On the labour supply side, the socialist planning agency should set aside a given number of jobs of each type every year (or whatever time unit is used). If a certain job is easy or popular, workers will compete to get one of the limited number of spots, and those who cannot make the cut will have to choose instead from among the other available jobs.

Those axioms need to be justified for them to be persuasive. Otherwise you're just looking for people who already agree with you.
I am looking for people who agree that (a) happiness is important and (b) the happiness of every person is as important as the happiness of every other person. I believe that most people do, in fact, agree with these axioms, and anyone who agrees with them should logically be a socialist. But if you do not agree with them, I cannot persuade you to become a socialist.
Constantinopolis
10-01-2008, 23:13
What if there's a cost associated with the change? Now you know there's a downside, but are unaware of an upside. Do you still make the change?
Unless I'm very much mistaken, your preferred system is also very different from the status quo, so wouldn't this argument apply to you as well?
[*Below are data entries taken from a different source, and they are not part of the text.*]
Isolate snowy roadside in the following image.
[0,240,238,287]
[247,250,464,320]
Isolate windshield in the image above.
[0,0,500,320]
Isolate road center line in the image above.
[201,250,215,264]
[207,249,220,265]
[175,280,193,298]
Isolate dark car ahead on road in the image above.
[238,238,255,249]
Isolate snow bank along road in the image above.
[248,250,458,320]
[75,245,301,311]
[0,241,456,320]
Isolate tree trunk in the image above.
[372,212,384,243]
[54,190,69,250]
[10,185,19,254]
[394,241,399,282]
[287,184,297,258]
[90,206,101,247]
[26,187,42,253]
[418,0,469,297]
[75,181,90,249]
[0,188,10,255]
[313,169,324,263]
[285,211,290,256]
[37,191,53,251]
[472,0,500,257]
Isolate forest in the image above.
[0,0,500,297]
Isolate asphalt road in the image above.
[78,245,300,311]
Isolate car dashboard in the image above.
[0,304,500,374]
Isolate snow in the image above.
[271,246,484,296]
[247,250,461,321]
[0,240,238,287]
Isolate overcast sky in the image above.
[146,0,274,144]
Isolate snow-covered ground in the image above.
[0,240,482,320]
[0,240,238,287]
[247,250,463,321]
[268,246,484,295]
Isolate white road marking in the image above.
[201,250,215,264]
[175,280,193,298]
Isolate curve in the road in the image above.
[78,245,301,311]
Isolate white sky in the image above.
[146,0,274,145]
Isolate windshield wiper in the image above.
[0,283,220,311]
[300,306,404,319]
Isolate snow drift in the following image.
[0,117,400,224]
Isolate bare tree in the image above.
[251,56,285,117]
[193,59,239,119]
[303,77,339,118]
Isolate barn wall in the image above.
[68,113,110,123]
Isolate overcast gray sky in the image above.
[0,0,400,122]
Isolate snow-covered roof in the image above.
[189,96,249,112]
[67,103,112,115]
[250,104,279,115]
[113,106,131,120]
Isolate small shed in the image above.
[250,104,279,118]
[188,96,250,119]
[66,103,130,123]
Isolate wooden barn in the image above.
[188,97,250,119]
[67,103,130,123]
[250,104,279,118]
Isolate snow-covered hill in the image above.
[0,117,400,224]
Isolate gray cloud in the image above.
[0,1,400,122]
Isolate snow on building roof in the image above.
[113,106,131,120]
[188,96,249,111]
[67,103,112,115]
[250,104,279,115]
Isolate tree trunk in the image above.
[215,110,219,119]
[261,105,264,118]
Indeed, strictly speaking, we can never be sure of the benefits of anything that hasn't been tried before - so, using your logic, no one should ever try anything new, because it's too risky.
Llewdor
11-01-2008, 01:43
Unless I'm very much mistaken, your preferred system is also very different from the status quo, so wouldn't this argument apply to you as well?
Certainly. Though I'm not trying to impose my system on people; I'm trying to stop people from imposing their systems on me.
Indeed, strictly speaking, we can never be sure of the benefits of anything that hasn't been tried before - so, using your logic, no one should ever try anything new, because it's too risky.
Lack of certainty is not equal to complete uncertainty. We can work out likely or probable outcomes in advance of taking action.
Grave_n_idle
11-01-2008, 08:44
Certainly. Though I'm not trying to impose my system on people; I'm trying to stop people from imposing their systems on me.


Whilst you simultaneously expect to take advantage of all the benfits of those systems.

Curious - you say you are not trying to impose your system on people... this, one assumes, means you would not vote for a candidate that espoused your system as a platform?

Because.. if you would... then your claim is a lie.